En un rincón olvidado de Londres, entre callejones serpenteantes, yacía una librería conocida solo por unos pocos. Aquellos que osaban cruzar su umbral no buscaban meras historias; ansiaban conocimiento arcano, oculto a los ojos del mundo. El dueño, un hombre de edad indescifrable, custodiaba los textos más prohibidos del ocultismo.
Una noche gélida de noviembre, una curiosa joven, Elinor, entró en busca de respuestas que la ciencia le negó sobre visiones que la atormentaban desde la infancia. El silencioso dueño le entregó un tomo desgastado, “El Velo del Destino”. Elinor, intrigada, comenzó su lectura aquella misma noche.
Cada palabra la sumergía más profundo en un mundo de misterios ancestrales, un lugar donde los sueños se entrelazaban con la realidad. Pronto, se dio cuenta de que el libro era más que meras páginas; era un portal. Visiones de otros mundos y seres de poder inimaginable comenzaron a visitarla, revelándole secretos olvidados por el tiempo.

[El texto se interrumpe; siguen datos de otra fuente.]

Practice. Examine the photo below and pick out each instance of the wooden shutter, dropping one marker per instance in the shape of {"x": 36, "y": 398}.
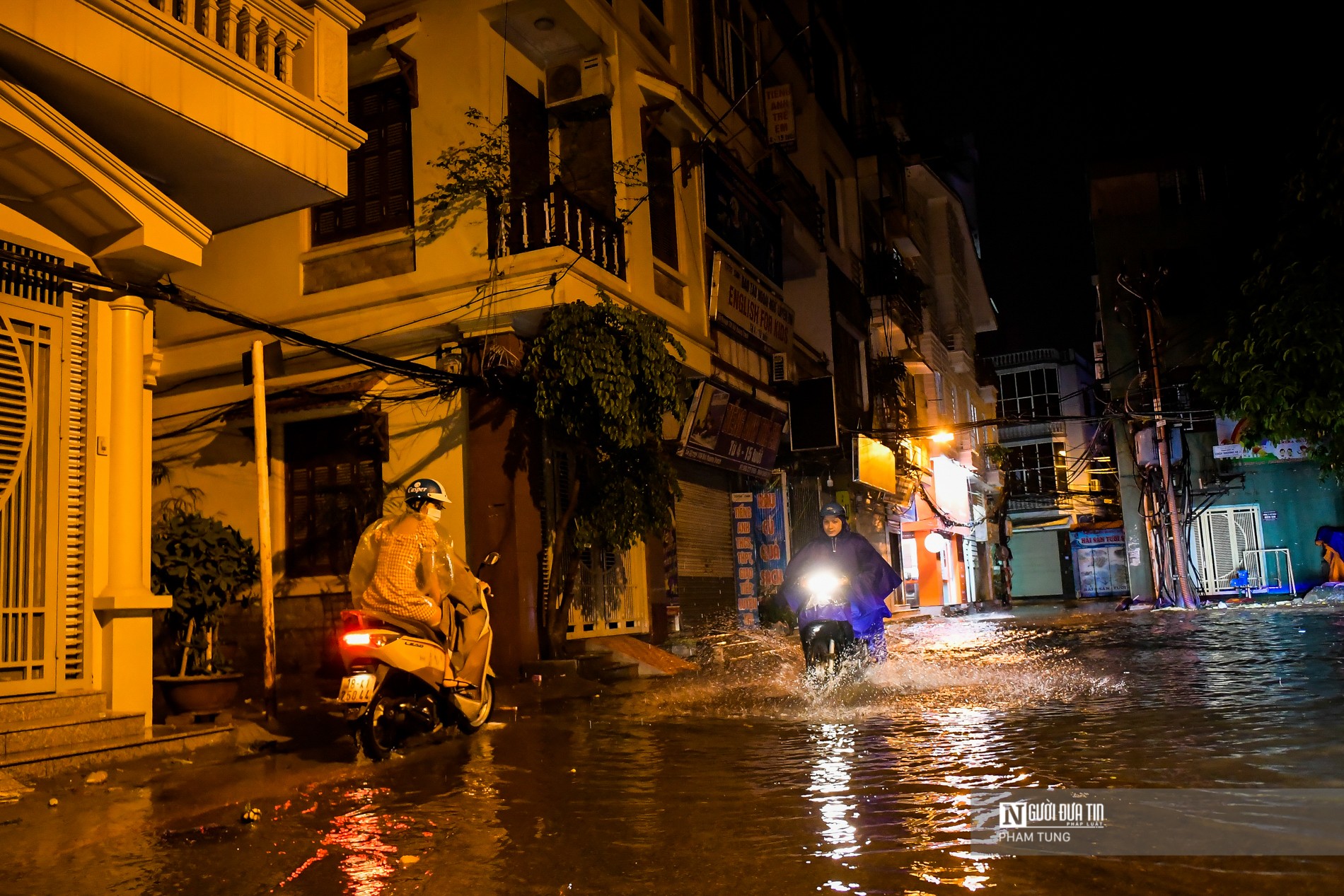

Elinor se convirtió en una aprendiz de lo oculto, caminando entre dimensiones, influyendo en sucesos con un susurro, un pensamiento. Pero el conocimiento tiene un costo. Con cada misterio develado, parte de su esencia se perdía, dejando un vacío que nada terrenal podía llenar.
Finalmente, como todos los que se adentran demasiado en los secretos oscuros del universo, Elinor desapareció. No en cuerpo, sino en alma, convertida en un espectro atado al libro que una vez le ofreció respuestas. El dueño de la librería, con una mirada de tristeza, colocó de nuevo “El Velo del Destino” en su estante, esperando al próximo buscador de verdades ocultas.